Imke biss sich auf die üppigen Lippen und strich sich über ihre kleine, gerade Nase. Leider zeigten sich im Sommer etliche Sommersprossen darauf. Sie hoffte, die intensive Sonne während der Fahrt würde diese nicht wieder herauslocken.

Sie wandte sich nun ab, um Peter und dessen Kollegen zu suchen. Welches Ausmaß das Schiff besaß, merkte sie allerdings erst, als sie etliche Gänge heruntergegangen war. Endlich fand sie einen Steward und fragte ihn nach den Aufenthaltsräumen.
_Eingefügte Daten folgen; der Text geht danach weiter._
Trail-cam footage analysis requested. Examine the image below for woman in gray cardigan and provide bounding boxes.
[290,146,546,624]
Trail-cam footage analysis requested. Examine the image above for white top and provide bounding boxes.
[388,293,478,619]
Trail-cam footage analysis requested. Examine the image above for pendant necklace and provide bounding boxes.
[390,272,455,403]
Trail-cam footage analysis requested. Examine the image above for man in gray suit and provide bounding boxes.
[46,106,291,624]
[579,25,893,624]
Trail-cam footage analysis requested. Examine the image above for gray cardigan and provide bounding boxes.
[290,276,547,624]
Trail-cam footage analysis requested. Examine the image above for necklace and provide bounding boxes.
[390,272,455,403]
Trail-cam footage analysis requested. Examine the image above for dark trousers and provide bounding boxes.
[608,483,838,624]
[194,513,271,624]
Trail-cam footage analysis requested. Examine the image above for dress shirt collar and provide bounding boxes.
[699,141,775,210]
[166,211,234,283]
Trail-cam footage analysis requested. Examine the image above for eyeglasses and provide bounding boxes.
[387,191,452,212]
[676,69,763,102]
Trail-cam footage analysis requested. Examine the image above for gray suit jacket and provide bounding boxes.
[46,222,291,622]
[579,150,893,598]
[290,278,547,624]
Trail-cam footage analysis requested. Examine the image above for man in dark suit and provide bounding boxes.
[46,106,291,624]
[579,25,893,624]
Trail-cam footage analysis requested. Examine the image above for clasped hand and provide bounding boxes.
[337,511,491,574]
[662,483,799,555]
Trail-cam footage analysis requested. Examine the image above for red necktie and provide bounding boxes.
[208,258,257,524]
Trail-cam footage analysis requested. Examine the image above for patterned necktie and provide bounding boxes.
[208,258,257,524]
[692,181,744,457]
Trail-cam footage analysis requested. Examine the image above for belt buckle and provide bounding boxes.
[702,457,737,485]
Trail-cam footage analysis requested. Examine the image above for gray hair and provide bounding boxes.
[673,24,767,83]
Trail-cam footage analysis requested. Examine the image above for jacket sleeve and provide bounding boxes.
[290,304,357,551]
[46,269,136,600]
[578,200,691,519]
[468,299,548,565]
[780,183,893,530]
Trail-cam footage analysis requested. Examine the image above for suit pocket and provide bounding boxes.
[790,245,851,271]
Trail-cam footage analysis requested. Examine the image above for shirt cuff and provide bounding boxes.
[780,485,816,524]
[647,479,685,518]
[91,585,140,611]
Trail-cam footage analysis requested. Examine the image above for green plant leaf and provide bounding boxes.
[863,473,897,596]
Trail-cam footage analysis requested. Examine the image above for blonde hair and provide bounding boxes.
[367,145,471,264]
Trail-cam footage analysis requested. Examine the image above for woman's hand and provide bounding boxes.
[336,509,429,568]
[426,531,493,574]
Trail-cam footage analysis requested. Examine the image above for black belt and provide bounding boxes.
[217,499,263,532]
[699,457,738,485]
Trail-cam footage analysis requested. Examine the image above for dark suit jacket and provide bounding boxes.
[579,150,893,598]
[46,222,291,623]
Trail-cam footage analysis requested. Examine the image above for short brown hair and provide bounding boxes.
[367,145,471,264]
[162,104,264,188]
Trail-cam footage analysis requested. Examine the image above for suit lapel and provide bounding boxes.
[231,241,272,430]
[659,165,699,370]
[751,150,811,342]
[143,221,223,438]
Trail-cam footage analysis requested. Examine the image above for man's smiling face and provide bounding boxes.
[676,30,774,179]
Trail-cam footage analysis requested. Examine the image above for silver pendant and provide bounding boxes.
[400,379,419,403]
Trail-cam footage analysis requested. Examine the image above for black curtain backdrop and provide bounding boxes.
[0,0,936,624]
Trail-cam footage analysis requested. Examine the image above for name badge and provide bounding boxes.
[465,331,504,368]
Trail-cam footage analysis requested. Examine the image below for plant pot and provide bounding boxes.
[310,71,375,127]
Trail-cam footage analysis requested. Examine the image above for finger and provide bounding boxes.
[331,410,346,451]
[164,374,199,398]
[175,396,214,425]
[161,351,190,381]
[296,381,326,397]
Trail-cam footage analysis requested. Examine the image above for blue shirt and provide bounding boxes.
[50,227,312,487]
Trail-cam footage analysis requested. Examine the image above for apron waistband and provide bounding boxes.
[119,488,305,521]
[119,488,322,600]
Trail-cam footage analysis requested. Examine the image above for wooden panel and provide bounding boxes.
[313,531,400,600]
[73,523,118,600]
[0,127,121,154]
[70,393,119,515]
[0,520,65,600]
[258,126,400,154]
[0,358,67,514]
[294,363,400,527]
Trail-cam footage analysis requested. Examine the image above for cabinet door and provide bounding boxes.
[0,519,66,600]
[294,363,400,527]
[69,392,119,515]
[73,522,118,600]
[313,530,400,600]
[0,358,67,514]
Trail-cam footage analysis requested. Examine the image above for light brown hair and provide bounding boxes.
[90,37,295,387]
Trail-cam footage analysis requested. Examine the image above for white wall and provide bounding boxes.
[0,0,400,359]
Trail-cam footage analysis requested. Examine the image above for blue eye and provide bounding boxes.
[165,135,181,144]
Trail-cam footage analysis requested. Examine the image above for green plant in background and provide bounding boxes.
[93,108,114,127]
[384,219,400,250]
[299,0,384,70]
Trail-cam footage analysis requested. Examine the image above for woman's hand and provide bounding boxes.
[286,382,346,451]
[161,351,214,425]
Irgendwie kam sich Imke wie ein Kind auf Entdeckungstour vor, als sie eine Eisentreppe hinunterging. Vielleicht legte sie dabei zu viel Eifer an den Tag, denn sie stolperte. Wahrscheinlich hätte für sie die Überfahrt gleich in der ersten Stunde mit einem Malheur geendet, wenn sie nicht in die Arme eines fremden Mannes gefallen wäre.

Imke war vor Schreck sekundenlang wie erstarrt, der Fremde lachte dagegen fröhlich.

»Das ist ja gottlob noch einmal gut gegangen«, stellte er fest.

Sie lag an einer breiten Brust. Als es ihr bewusst wurde, schämte sie sich und strebte von dem baumlangen Fremden fort.

»Entschuldigen Sie«, stammelte Imke.

Durch den Blick des Mannes wurde sie vollends verwirrt. Sie konnte nicht genau definieren, was er ausdrückte.